Gordian Raacke, executive director of the East Hampton advocacy group Renewable Energy Long Island, gave a powerful presentation that included both ominous predictions and a blueprint for mitigation. In order to avert catastrophic warming, he said, scientists assert that we must reduce the amount of carbon dioxide in the atmosphere to no more than 350 parts per million; it is at present around 400. “The current business model that we have,” he said, “is unsustainable.”
Mr. Raacke, who is a member of the town’s energy sustainability committee, praised Supervisor Larry Cantwell, who was in attendance, and the town board for adopting the goal of meeting its energy consumption through renewable sources. He also cited the state’s Executive Order No. 24, which calls for an 80-percent reduction, from 1990 levels, in greenhouse gas emissions from all sources by 2050. “It’s a tall order,” he said. “Everybody here has a lot to do with it.”
But the tools to make a complete transition to renewable energy are available today, he said. Putting solar panels on every house for which they are suitable is advisable — the number of installed solar electric systems in the town, approximately 400 at the end of 2014, is expected to double this year — as is the creation of utility-scale solar installations. Offshore wind farms, energy-efficient buildings and appliances, and the purchase of green energy from other parts of Long Island would also further the town’s goals, Mr.

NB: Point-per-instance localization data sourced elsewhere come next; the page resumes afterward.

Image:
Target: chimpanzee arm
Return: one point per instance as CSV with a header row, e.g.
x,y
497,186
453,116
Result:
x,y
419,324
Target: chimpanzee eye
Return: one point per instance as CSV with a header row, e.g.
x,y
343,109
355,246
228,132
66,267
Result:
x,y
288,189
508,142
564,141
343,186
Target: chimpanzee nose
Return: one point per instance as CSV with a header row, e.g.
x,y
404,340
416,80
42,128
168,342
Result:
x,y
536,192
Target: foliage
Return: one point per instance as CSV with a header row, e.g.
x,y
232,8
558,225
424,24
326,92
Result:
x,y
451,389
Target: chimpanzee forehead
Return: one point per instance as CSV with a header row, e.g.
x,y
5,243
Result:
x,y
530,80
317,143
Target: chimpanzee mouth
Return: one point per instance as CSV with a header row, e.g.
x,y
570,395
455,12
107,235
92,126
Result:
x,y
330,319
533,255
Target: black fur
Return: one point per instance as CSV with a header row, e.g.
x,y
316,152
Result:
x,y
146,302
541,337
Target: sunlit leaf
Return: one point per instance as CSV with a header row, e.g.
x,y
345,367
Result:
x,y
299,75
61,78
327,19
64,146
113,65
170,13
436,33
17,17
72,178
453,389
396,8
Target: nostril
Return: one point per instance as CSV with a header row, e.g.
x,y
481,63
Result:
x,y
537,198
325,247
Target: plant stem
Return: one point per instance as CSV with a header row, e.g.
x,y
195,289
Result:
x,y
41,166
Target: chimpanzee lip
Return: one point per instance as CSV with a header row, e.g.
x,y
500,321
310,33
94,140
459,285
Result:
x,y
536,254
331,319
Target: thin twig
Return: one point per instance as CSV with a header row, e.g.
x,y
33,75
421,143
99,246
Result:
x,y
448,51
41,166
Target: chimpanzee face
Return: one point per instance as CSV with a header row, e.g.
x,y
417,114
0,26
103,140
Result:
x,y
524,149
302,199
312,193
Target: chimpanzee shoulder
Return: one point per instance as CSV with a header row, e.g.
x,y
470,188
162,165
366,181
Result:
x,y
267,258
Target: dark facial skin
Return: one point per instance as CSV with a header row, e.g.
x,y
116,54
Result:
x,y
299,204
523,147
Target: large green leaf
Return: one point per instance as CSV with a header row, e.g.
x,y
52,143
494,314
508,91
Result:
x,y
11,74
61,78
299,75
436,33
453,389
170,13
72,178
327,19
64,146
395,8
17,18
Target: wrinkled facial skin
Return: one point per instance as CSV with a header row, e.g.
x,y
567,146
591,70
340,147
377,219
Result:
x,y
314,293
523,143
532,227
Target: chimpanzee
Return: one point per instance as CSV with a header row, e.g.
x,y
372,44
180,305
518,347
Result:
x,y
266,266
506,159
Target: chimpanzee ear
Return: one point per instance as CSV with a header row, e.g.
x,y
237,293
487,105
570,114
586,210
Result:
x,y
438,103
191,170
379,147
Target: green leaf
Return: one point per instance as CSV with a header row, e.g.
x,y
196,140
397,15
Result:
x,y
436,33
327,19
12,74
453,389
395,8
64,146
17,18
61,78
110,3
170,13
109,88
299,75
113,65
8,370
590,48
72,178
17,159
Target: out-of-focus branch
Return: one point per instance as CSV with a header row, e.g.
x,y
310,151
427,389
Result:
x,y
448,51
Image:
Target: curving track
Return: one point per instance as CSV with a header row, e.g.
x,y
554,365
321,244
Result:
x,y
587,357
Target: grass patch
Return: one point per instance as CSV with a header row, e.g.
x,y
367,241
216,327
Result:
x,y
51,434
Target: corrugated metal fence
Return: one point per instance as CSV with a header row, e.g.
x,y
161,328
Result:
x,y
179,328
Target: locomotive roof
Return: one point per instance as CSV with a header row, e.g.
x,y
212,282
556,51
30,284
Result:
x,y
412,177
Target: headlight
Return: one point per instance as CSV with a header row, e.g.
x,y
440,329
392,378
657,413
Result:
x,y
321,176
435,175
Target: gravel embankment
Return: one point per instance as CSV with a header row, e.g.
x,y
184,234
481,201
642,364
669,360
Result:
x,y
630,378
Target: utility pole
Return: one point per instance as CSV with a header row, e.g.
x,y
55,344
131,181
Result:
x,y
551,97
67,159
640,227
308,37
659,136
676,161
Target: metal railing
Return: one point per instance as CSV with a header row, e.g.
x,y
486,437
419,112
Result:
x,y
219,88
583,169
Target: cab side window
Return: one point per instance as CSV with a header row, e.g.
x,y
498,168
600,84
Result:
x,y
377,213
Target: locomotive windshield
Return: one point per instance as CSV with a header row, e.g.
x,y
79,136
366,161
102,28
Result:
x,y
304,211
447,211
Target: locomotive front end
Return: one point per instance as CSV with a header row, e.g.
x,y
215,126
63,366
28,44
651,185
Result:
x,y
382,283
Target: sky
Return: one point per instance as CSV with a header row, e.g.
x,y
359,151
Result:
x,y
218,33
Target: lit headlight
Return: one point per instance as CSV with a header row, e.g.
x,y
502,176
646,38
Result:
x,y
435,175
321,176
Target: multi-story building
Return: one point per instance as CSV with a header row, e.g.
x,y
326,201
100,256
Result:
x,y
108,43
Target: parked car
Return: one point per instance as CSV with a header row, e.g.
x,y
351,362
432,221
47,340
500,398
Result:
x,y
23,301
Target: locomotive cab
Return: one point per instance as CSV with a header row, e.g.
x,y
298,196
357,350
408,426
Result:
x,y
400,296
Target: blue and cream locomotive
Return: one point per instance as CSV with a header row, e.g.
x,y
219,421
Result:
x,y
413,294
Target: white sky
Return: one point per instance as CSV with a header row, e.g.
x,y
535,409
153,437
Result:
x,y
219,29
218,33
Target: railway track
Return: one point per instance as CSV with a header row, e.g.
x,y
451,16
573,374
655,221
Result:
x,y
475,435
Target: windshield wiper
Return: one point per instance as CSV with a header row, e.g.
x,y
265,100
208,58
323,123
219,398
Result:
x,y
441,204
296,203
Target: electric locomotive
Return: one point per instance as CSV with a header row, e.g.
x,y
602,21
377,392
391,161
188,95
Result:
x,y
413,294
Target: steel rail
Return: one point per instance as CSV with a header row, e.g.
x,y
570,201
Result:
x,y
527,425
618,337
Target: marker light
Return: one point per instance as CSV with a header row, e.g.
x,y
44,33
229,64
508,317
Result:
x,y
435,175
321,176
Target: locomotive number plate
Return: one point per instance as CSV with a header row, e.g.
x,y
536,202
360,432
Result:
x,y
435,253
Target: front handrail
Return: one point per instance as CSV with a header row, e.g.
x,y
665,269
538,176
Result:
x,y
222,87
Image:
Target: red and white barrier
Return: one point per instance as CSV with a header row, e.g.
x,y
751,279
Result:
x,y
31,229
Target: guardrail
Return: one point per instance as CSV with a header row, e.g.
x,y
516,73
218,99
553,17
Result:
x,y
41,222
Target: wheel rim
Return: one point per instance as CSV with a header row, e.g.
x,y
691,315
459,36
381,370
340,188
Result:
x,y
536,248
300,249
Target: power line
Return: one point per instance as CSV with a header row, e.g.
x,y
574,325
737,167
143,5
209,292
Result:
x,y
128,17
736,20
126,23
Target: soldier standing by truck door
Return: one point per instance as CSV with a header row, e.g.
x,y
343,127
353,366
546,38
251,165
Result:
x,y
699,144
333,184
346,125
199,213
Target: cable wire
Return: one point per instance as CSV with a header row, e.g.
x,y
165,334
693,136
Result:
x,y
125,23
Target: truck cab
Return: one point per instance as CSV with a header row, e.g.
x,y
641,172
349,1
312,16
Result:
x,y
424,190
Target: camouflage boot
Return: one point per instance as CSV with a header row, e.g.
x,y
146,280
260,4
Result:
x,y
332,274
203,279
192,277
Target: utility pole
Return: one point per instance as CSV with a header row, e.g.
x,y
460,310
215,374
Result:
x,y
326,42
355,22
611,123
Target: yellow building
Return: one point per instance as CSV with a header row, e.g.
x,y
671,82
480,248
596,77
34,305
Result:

Raacke said.
In the transportation sector, an electric-vehicle charging station at Town Hall is a positive step, he said, but better mass-transit systems and a more bicycle and pedestrian-friendly infrastructure are advisable. “And we need to eat locally produced food,” he said, noting the long distance most food travels before reaching consumers.
“Today we are at a crossroads,” Mr. Raacke said. “We have a choice between sticking with the old business model that doesn’t work, or choosing a clean energy future.” The town board, he said, “has shown tremendous leadership to take the right fork.” He urged the community to “take pride and ownership in developing solutions to solve this problem. . . . It will take each and every one of us to make it happen.”